Credit life insurance is not the only option

There are other options than credit life insurance. These are some alternatives for those who don’t want credit life insurance.

Existing life insurance policies

Your lender may be able to allow you to use some of your existing life insurance policy to pay your debt. If this is possible, you will need to check with your lender and provide proof of coverage.

Term life insurance

Term insurance may be a good choice for people who need coverage for a short time and have outstanding debts that they must pay off in the event of an emergency. Term life insurance is typically offered for 5-10 years. However, it may also be available for 20-30 year terms. Term life insurance policies are generally cheaper than credit life policies.

Savings accounts

Your lender may not require you to have credit life insurance if you are able to pay off your debts with money from an investment or savings account. Ask your lender about this option.

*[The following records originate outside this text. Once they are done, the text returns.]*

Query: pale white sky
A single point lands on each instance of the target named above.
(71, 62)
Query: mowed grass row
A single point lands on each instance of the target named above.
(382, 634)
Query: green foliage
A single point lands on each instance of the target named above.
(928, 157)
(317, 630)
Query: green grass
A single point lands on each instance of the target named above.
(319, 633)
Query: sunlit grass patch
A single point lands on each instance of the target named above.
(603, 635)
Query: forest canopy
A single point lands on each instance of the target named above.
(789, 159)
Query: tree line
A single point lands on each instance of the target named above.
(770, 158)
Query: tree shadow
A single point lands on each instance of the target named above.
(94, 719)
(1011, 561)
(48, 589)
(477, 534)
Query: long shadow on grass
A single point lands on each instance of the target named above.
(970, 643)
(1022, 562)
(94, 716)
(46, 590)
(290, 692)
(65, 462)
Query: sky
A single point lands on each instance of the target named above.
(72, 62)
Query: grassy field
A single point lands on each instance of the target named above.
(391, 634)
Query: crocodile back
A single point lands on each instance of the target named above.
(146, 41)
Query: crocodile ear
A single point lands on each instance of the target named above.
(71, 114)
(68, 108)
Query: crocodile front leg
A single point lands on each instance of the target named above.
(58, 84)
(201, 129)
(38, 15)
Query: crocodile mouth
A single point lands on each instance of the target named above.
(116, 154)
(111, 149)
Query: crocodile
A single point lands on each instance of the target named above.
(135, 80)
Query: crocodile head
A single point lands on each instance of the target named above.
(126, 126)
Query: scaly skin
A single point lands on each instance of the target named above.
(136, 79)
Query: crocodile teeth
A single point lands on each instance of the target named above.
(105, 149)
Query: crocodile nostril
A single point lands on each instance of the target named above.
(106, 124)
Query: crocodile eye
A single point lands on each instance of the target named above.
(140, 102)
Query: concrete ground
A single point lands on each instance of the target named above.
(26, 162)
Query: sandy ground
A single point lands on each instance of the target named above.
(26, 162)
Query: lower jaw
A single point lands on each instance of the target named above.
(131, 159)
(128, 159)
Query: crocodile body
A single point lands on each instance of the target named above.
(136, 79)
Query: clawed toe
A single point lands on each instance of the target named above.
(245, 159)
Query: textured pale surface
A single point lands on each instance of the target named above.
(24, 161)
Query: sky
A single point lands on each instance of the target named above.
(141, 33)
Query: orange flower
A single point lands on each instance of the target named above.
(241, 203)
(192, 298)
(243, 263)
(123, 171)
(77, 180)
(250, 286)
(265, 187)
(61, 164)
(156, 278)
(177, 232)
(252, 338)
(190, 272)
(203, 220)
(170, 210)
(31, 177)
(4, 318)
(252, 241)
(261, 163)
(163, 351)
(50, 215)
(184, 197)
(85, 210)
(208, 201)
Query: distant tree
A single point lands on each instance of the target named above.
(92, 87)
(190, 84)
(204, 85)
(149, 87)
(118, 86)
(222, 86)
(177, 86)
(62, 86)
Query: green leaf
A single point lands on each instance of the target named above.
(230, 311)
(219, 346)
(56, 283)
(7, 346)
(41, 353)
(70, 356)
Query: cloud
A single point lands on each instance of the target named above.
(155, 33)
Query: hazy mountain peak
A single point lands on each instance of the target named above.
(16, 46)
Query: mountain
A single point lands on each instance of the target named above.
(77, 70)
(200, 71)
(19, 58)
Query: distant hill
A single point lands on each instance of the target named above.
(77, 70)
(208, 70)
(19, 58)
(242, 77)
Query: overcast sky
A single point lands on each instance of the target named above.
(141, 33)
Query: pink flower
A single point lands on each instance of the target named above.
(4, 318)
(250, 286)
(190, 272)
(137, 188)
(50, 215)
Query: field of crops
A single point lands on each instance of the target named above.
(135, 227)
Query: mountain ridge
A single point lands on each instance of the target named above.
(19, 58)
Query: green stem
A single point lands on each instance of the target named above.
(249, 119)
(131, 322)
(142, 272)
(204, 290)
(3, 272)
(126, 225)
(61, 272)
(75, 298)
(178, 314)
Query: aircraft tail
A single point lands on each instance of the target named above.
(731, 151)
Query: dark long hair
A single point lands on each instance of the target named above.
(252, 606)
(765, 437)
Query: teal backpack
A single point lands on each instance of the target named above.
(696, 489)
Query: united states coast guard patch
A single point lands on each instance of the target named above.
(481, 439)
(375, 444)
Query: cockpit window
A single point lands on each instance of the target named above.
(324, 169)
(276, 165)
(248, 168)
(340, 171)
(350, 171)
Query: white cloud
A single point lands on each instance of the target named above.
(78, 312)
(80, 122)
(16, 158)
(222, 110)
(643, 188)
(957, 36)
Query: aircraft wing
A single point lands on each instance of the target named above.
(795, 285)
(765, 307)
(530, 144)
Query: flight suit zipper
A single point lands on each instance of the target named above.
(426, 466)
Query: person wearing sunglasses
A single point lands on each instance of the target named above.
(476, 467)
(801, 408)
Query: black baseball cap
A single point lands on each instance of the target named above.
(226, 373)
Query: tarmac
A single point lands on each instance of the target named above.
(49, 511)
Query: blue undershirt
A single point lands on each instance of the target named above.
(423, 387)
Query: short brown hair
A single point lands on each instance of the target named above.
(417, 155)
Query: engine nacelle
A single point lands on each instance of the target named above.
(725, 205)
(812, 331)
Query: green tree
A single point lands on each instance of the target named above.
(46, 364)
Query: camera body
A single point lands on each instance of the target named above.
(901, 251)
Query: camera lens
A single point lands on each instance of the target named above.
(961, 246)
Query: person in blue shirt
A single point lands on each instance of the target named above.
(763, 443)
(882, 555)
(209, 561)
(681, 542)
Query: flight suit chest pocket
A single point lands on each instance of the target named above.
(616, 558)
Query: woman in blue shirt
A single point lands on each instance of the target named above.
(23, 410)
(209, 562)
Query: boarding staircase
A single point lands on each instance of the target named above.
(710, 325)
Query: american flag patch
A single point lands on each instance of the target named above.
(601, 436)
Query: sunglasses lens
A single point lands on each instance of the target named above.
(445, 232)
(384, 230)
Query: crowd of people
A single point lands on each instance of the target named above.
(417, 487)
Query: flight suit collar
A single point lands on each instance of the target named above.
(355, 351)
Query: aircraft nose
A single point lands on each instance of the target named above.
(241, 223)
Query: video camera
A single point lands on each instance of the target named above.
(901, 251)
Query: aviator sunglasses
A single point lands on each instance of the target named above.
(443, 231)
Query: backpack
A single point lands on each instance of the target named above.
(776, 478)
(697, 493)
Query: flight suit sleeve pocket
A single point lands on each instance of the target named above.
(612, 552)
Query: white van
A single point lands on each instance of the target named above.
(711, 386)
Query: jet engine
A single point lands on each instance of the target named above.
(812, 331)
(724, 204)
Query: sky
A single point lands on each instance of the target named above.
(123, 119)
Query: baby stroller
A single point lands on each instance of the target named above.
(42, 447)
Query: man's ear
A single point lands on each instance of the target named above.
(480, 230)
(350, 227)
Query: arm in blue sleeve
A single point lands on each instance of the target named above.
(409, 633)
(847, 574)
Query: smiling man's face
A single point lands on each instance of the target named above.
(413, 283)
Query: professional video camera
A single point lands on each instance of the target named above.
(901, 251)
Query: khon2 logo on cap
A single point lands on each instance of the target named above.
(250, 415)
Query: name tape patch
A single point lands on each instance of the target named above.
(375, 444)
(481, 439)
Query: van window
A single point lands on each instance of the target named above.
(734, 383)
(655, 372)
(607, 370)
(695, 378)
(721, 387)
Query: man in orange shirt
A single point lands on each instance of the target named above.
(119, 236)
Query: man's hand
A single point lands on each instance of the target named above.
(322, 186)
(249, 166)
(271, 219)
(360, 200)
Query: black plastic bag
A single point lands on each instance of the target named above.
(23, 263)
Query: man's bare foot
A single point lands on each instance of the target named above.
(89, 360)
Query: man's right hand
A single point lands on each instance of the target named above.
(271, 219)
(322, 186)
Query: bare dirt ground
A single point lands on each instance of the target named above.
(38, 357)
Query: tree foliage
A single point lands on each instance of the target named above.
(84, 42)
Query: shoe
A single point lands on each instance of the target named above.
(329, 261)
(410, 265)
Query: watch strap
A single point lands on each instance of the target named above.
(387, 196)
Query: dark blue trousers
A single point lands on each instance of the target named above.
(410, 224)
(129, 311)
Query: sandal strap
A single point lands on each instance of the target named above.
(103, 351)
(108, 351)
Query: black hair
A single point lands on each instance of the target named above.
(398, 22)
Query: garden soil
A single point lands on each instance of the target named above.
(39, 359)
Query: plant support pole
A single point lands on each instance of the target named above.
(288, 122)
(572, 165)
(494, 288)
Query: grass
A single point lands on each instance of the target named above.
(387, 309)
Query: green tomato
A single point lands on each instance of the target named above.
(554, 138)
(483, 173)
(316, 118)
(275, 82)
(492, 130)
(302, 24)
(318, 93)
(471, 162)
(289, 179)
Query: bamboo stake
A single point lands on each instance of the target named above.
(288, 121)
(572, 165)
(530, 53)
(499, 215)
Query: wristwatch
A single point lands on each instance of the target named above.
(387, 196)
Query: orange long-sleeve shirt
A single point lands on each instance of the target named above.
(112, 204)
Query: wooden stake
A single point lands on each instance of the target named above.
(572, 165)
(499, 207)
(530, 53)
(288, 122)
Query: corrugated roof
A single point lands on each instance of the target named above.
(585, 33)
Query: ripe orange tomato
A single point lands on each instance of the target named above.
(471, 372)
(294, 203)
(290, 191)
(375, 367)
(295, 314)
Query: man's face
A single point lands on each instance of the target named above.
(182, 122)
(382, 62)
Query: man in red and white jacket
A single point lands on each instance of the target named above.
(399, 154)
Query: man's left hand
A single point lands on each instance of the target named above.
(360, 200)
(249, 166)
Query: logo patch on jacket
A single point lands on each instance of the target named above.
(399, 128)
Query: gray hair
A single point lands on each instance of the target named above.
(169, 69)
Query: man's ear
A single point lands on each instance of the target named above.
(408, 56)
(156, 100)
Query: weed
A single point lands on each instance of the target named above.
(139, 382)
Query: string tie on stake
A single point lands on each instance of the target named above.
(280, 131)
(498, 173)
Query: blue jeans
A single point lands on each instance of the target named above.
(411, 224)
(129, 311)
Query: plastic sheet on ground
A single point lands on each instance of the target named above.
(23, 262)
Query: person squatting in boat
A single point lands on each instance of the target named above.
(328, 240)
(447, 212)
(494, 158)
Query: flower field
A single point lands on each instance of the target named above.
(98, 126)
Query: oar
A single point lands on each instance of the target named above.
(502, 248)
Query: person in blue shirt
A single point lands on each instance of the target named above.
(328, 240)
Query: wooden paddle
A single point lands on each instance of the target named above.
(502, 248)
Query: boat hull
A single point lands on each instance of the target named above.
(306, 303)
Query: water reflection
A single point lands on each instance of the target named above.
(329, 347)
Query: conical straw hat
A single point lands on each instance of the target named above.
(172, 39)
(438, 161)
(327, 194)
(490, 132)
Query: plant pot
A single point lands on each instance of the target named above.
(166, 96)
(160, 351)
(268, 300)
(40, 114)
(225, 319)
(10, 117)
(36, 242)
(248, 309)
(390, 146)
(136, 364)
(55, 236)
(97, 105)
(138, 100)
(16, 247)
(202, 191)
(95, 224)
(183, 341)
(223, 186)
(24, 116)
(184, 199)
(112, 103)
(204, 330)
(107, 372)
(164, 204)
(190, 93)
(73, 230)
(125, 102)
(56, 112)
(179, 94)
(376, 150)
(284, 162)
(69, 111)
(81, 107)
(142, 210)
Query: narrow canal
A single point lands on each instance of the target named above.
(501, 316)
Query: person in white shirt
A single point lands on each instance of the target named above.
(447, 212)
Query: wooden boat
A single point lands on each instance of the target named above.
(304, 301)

Questions frequently asked

Is there a medical exam required for credit life insurance?

Medical exams are not necessary because credit life insurance covers a loan and not a person.

Are you liable for taxes if your credit life insurance pays off the debt?

Most cases, you will not owe any taxes once your credit life insurance policy covers your loan.

Credit life insurance: Are there any exclusions?

Rarely. Exclusions with this policy are much less common than traditional life insurance.